Oscar-winning actor and groundbreaking comedian Robin Williams hanged himself with a belt in his Northern California home after he had sought treatment for depression, a coroner said on Tuesday based on preliminary findings.
Williams, 63, was found dead by his personal assistant at midday on Monday in a bedroom. He was suspended from a belt wedged between a closet door and a door frame, in a seated position just off the ground, Marin County's assistant chief deputy coroner, Keith Boyd, told a news conference.
"Mr. Williams' personal assistant became concerned at approximately 11:45 a.m. when he failed to respond to knocks on his bedroom door," said Boyd.
"His right shoulder area was touching the door with his body perpendicular to the door and slightly suspended. Mr. Williams at that time was cool to the touch with rigor mortis present in his body," Boyd added.
The official preliminary cause of death was asphyxia due to hanging, he said, and conclusion of the investigation is still weeks away.
Officials also found a pocket knife near Williams and superficial cuts on his left wrist with dried red material that matched what was on the knife blade. It was not yet known if it was his blood.
Williams was last seen alive by his wife, Susan Schneider, on Sunday night when she retired for the evening. She left the next morning around 10 a.m. thinking that her husband was still asleep.
Williams' publicist, Mara Buxbaum, said on Monday that he had been suffering from severe depression, and Boyd acknowledged that he had been seeking treatment without giving more details.
Boyd would not say whether Williams had left a suicide note.

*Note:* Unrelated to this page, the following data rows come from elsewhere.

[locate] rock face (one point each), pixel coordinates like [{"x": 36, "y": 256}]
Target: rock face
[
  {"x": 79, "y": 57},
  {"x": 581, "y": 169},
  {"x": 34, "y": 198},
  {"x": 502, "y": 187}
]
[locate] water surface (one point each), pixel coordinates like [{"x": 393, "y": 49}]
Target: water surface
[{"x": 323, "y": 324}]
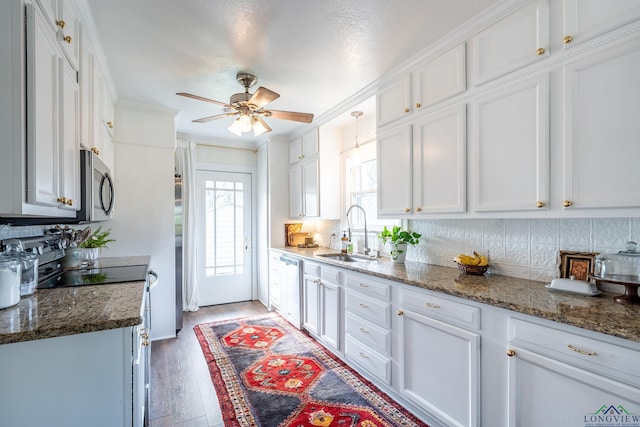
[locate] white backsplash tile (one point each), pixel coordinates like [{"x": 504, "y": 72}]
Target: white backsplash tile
[
  {"x": 544, "y": 231},
  {"x": 610, "y": 234},
  {"x": 517, "y": 230},
  {"x": 523, "y": 248},
  {"x": 575, "y": 234}
]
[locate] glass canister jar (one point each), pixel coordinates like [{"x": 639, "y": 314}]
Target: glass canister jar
[
  {"x": 10, "y": 275},
  {"x": 623, "y": 266}
]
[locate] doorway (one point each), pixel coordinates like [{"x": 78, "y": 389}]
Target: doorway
[{"x": 224, "y": 254}]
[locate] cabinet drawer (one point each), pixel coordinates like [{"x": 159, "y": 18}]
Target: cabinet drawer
[
  {"x": 368, "y": 286},
  {"x": 311, "y": 268},
  {"x": 452, "y": 312},
  {"x": 374, "y": 336},
  {"x": 332, "y": 275},
  {"x": 367, "y": 358},
  {"x": 370, "y": 309},
  {"x": 612, "y": 360}
]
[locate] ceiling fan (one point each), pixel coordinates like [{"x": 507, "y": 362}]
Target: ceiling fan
[{"x": 250, "y": 108}]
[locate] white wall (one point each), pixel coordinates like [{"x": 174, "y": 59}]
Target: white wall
[{"x": 143, "y": 222}]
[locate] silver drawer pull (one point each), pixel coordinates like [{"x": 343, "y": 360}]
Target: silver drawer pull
[{"x": 577, "y": 350}]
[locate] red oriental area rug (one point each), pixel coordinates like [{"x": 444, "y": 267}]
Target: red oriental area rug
[{"x": 267, "y": 373}]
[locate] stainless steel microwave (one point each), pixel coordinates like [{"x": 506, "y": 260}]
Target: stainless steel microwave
[{"x": 96, "y": 189}]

"We're not discussing the note or a note at this point as the investigation is ongoing," said Boyd.
In addition to his wife, Williams is survived by three children. Funeral arrangements are pending. His body has been released by the coroner facility in neighbouring Napa County, Boyd said.
Boyd would not say if any drugs or alcohol were involved and that the full toxicology report would take two to six weeks.
COMEDY WORLD MOURNS
Comedians, politicians and several generations of fans collectively mourned the death of Williams, famous for his frenetically paced comedy and masterful impressions.
The news of Williams' death rippled across social media, stunning fans young and old and comedians who had been influenced by Williams since he broke out in the 1970's TV comedy "Mork & Mindy" as a strange and lovable creature from outer space.
"Goodbye pal. Thanks for everything," tweeted comedian Louis C.K. on Tuesday.
Williams had been open about his struggles with alcohol and cocaine and in the past months had entered a rehabilitation centre to help him maintain sobriety.
But many questions remained over his final months and what could have led to his apparent suicide.
On the Hollywood Walk of Fame, dozens of fans congregated around Williams' star early on Tuesday, leaving flowers and candles to honour the versatile actor.
"My kids grew up on 'Mrs Doubtfire'," said Erlinda Fantauzzi, referring to the hit movie in which he played a father who took on the persona of a tender British nanny to be close to his kids. "I feel so bad. He was a tortured soul and he died alone. He touched adults and children," she said.
Williams' appeal stretched across generations and genres, from family fare as the voice of Disney's blue Genie in "Aladdin" to his portrayal of a fatherly therapist in the 1997 drama "Good Will Hunting," for which he earned his sole Oscar.
The death of Williams shook Hollywood and colleagues mourned the loss of what many called a big-hearted man and one of the most inventive comedians of his time.
Sarah Michelle Gellar, who played his daughter in the recent CBS television comedy, "The Crazy Ones," said her life was better for knowing Williams. Their show was cancelled in May after one season.
"To my children he was Uncle Robin, to everyone he worked with, he was the best boss anyone had ever known, and to me he was not just an inspiration but he was the father I had always dreamed of having," Gellar said in a statement.